Young-Hoon Kiem：Representations on the cohomology of the moduli spaces of pointed stable curves of genus 0

Abstract: The moduli spaces of pointed stable curves have played a major role in enumerative algebraic geometry. Much is known about their cohomology but we still don't have a complete understanding of the symmetric group actions by permuting the marked points. I will talk about a new construction of the moduli spaces of pointed stable curves of genus 0, by an investigation on wall crossings of moduli spaces of quasimaps, which was motivated by the Landau-Ginzburg/Calabi-Yau correspondence. Using this construction, we give a closed formula for the characters of the symmetric group actions on the cohomology. Motivated by Manin and Orlov's question about the existence of an equivariant full exceptional sequece in the derived category of the moduli spaces, it is natural to ask if the cohomology groups are permutation representations or not. Using our closed formula, we provide partial answers to this question. Based on a joint work - arXiv:2203.05883 - with Jinwon Choi and Donggun Lee. 

Hongjie Yu：l-adic local systems, Higgs bundles and Arthur trace formulas

Abstract: Deligne raised the question of counting l-adic local systems on a curve and made some conjectures about it. The global Langlands correspondence proved by L. Lafforgue offers the possibility to do the counting by enumerating some cuspidal automorphic representations which can be done using Arthur's trace formula. From another perspective, Ngô, Chaudoaurd and Laumon observed a relation between the moduli of semi-stable Higgs bundles and a Lie algebra analogue of the trace formula. We relate Arthur's trace formula to its Lie algebra analogue, which implies a numerical relation between Higgs bundles and l-adic local systems and it proves some new cases of Deligne's conjectures.

Junping Jiao：Boundedness of polarised Calabi-Yau fibrations

Abstract: In this talk, we investigate the boundedness of good minimal models with intermediate Kodaira dimensions. We prove that good minimal models are bounded modulo crepant birational when the base (canonical models) are bounded and the general fibers of the Iitaka fibration are in a bounded family of polarized Calabi-Yau pairs. As a corollary, we prove that smooth Calabi-Yau varieties with a polarised fibration structure are bounded modulo flop.

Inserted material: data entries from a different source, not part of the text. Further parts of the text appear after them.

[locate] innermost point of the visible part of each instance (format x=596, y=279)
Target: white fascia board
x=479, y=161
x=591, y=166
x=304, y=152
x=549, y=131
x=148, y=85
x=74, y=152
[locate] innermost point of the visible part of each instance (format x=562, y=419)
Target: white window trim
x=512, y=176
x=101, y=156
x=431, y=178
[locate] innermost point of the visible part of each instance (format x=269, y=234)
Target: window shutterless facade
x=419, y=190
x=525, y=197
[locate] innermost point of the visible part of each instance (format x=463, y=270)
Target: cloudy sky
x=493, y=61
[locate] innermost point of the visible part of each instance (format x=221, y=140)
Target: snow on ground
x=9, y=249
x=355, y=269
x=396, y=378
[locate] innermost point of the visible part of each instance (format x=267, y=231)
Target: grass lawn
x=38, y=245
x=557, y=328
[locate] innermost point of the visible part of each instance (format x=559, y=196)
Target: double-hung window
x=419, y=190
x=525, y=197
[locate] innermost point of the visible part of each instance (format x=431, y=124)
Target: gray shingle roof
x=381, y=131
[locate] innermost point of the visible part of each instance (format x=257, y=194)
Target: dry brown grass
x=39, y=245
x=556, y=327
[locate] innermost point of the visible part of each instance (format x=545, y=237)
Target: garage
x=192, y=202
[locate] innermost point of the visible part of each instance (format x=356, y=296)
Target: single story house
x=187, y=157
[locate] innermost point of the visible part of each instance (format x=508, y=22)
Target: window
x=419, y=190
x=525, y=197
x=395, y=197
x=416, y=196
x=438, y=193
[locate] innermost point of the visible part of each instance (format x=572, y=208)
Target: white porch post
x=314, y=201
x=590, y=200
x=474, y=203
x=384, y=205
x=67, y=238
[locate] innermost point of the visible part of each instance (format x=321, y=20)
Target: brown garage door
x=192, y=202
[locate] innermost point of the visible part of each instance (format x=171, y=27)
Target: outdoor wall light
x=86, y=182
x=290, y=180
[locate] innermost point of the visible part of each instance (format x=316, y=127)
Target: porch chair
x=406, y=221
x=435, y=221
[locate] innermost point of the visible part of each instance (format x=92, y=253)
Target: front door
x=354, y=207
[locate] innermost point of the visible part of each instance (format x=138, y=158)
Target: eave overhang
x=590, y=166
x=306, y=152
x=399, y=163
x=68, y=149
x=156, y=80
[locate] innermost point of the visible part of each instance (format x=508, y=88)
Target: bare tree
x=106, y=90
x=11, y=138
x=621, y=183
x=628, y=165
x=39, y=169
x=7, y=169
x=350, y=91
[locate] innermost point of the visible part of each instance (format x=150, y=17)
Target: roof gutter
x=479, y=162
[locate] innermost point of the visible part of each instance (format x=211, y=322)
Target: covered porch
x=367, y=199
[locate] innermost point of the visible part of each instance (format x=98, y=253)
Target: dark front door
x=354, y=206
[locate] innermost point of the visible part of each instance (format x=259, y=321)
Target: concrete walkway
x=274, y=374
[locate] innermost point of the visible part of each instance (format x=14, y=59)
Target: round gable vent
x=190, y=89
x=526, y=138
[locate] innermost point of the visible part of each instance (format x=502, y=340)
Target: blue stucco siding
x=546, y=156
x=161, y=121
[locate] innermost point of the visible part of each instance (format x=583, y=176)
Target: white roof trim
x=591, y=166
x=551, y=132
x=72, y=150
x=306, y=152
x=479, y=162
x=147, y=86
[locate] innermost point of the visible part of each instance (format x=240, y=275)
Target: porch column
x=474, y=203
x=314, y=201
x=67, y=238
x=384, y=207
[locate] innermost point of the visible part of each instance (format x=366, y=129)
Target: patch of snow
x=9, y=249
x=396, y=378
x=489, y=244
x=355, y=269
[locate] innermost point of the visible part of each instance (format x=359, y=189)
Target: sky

Georg Oberdieck：Holomorphic anomaly equations for the Hilbert schemes of points of a K3 surface

Abstract: Holomorphic anomaly equations are structural properties predicted by physics for the Gromov-Witten theory of Calabi-Yau manifolds. In this talk I will explain the conjectural form of these equations for the Hilbert scheme of points of a K3 surface, and explain how to prove them for genus 0 and up to three markings. As a corollary, for fixed n, the (reduced) quantum cohomology of Hilb^n K3 is determined up to finitely many coefficients.

Du Pei: On Quantization of Coulomb Branches

Abstract: Quantum field theories can often be used to uncover hidden algebraic structures in geometry and hidden geometric structures in algebra. In this talk, I will demonstrate how such a phase transition can relate the moduli space of Higgs bundles with the moduli space of vortices.